D’autre part, cette alliance « de fait » entre les chiites d’Iran et d’Irak compliquent la tâche des Occidentaux qui voudraient dénoncer ou même frapper l’Iran : la visite d’Ahmadinejad signifie aux Etats-Unis et à leurs alliés que s’en prendre à l’Iran c’est s’en prendre à tous les chiites, qu’ils soient en Irak, en Syrie ou au Liban… A moins que les Etats-Unis « laissent faire » pour se rallier les sunnites inquiets de la montée en puissance de leurs adversaires religieux de toujours : c’est une stratégie qui ne serait pas si absurde quand on sait que l’un des principes de la géopolitique est aussi de « diviser pour mieux régner », de jouer sur les contradictions (en particulier celles des autres…) pour asseoir son arbitrage, son autorité.

 

Dans cette situation géopolitique particulière, il serait éminemment dangereux de laisser les Etats-Unis maîtres du jeu car cela serait accepter de n’être que les pions (témoins ou seconds rôles, c’est-à-dire « mercenaires ») d’une politique qui ne serait pas la nôtre et qui pourrait nous entraîner là où nous ne voulons pas aller. Là encore, maîtriser notre destin passe par une diplomatie qui sache être indépendante du « bloc atlantique », c’est-à-dire aussi de cette Union européenne qui, par son propre traité constitutionnel, assure ne pas vouloir être indépendante des décisions de l’OTAN, organisation qui reste le meilleur moyen pour les Etats-Unis de garder la main sur le continent européen…

 

01/03/2008

Vulgarité présidentielle.

Lorsque nous étions en Andalousie, l’actualité française nous était fort lointaine et nous n’en parlions guère, il faut bien le reconnaître. Mais la presse espagnole n’a pas loupé l’occasion d’évoquer la réplique de Nicolas Sarkozy à un visiteur d’ailleurs fort malpoli et aussi peu tolérant que le propos du président était inapproprié… Triste époque où la politique semble se limiter à un jeu de communications « pipole » et de petits mots teintés d’une vulgarité qui n’a rien à voir avec la polémique assassine d’un Victor Hugo, d’un Henri Rochefort ou d’un Léon Daudet… Et quelle piètre image de notre pays donne cette République mondaine de parvenus qui ne maîtrisent ni leur langage ni leurs nerfs, se contentant parfois de la morgue que l’on reprochait jadis aux aristocrates de l’Ancien Régime.

 

Ainsi, la réplique vulgaire (même si la colère pouvait être légitime au regard de la brève algarade) a remplacé l’esprit français et ce sens de l’Etat qui obligeait son dépositaire suprême à une certaine hauteur.

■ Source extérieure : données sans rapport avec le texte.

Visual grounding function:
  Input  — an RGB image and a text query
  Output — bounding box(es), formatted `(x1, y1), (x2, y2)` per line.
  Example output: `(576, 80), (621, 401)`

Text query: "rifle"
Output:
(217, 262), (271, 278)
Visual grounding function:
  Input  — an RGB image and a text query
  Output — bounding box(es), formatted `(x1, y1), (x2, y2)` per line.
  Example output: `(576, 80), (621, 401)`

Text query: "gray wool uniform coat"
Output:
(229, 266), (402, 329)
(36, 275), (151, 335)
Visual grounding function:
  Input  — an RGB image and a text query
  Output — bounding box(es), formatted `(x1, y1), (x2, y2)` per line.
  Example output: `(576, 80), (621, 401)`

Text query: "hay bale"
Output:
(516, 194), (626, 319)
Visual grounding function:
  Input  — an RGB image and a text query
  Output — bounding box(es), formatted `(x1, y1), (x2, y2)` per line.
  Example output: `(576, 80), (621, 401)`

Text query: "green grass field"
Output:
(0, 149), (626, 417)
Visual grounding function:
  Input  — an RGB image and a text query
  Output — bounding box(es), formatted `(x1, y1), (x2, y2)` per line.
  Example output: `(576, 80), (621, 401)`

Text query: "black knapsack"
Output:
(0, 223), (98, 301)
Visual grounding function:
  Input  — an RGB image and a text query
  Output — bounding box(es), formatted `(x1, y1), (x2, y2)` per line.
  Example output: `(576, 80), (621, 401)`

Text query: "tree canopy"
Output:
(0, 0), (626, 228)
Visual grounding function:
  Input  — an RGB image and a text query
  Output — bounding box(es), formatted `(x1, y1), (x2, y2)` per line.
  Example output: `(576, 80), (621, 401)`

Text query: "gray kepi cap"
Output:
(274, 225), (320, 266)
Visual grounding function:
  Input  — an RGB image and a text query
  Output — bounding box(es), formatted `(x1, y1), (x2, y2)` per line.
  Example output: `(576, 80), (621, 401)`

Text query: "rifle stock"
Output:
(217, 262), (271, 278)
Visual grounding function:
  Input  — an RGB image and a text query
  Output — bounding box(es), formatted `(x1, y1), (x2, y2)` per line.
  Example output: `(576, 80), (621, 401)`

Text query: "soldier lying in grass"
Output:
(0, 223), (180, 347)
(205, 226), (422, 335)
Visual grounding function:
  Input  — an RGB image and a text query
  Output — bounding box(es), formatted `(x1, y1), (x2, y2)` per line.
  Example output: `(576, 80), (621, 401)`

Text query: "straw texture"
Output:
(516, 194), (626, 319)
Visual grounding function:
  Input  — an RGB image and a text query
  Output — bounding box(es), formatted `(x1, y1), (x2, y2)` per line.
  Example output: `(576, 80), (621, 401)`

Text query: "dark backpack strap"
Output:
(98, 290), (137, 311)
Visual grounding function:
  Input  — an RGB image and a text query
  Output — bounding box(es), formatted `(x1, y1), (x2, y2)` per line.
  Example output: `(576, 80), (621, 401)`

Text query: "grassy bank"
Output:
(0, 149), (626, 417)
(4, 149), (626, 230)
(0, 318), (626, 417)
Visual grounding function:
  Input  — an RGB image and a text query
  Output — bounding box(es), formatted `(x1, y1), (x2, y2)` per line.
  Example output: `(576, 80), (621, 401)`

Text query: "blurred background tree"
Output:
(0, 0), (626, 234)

Cela peut sembler un détail, et c’en est un, mais ô combien révélateur ! Je regardais hier soir le film « le grand Charles » qui évoque le général de Gaulle et, plus particulièrement, son parcours politique entre 1940 et 1958 : les mots durs, voire cruels et injustes, qu’il pouvait avoir à l’égard de ses adversaires comme de ses amis politiques peuvent choquer mais il y mettait cette « patte » politique qui vise à préserver « l’essentiel vital » du pays, son Etat, sa liberté et sa grandeur, et il ne se perdait pas dans les jeux de paillettes et dans ceux des basses insultes. Alain Peyrefitte racontait que, lors de la campagne présidentielle de 1965, de Gaulle avait refusé de dénigrer publiquement son adversaire Mitterrand sur les anciennes « amours vichystes » de celui-ci, et que le général argumentait cette retenue par le simple fait que Mitterrand pouvait, à un moment ou à un autre, incarner l’Etat qu’il dénigrait encore quelques temps avant sa propre élection présidentielle… Préserver la fonction, la magistrature suprême de l’Etat, voilà la doctrine gaullienne qui rappelle la conception capétienne de l’Etat et cette devise qui fut celle des rois de France (et qu’il serait bon de rappeler à l’actuel locataire de l’Elysée) : « Savoir raison garder ».

 

Au même moment, à Séville, des camelots vendaient des porte-clés et des badges reprenant la réplique cinglante du roi Juan Carlos à l’agression verbale du président Hugo Chavez, une réplique qui, si elle était fort simple dans son expression, a uni les Espagnols de toutes les tendances autour de leur monarque, symbole suprême de l’Espagne et défenseur de son unité « malgré tout ». Unir, au nom de l’Etat, et non diviser, voici le programme de tout chef de l’Etat qui respecte la fonction dont il est, pour un temps mais devant l’éternité, le dépositaire. Savoir parler haut et fort, quand l’Etat est agressé, et non s’énerver quand son représentant est personnellement outragé : défendre la fonction et l’Etat impose la fermeté, pas la vulgarité et la facilité d’un échange verbal. Quand le roi d’Espagne défend un principe politique face à Chavez, M. Sarkozy n’a défendu que son ego…

 

La République a, aujourd’hui, les représentants qu’elle mérite et qu’elle suscite, rien de plus. Mais, de Grévy l’avare à Sarkozy le colérique, c’est la France qui subit…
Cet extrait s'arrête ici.